That's why I've been saying that for years. Thin is thin, and, for most of us, they've sold nothing "bulky" or "ungainly" for well over a decade. But it was never enough, was it? For many years, that seemed to be the biggest thing they'd crow about - "It's 7% thinner than the previous model...", etc. - upon the introduction of a new notebook (or phone, iPad, etc.). There is a point where it can work against you. I think they bumped up against that some time ago, on a few products.

And, no...I don't want silly, 1990's-era 1.78" thick notebooks. Nobody does. But when the pursuit of Almighty Thin has impacts on performance, cooling, components, etc., that's when you might want to pull it back a little.
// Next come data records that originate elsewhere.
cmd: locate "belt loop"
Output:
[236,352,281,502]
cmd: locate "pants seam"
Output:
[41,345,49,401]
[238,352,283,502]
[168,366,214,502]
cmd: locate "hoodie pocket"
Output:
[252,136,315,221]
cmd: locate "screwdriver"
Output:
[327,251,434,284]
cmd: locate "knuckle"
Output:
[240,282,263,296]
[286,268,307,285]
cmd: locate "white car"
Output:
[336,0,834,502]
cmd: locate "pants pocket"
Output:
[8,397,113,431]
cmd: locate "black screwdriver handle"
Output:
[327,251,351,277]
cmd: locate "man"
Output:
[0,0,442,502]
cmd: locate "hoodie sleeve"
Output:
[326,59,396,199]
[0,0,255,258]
The nice thing about this M1 (and beyond) is that they might have their cake and eat it too...thin as they'd like, but the performance and thermal/battery concerns are all addressed and maybe there's no big trade-off as before.

I'm not anti-thin at all. But there's a point where it makes no sense to go beyond if if means the overall machine is a less-than experience. Nobody's going to marvel at fractions of a millimeter lost if their machine is always throttling down and their scrotum is stir-frying.

I always got a perverse kick during the keynotes or an event when some Apple exec breathlessly touted the even-thinner, smaller body that was already plenty thin/small enough, and it was met with dead silence. That's a polite crowd's way of saying "we don't really give a shit, quit obsessing on that metric; it's not cute anymore. The MacBook Air has been around for quite some time, and it was already plenty thin the day Steve pulled it out of that envelope. Relax."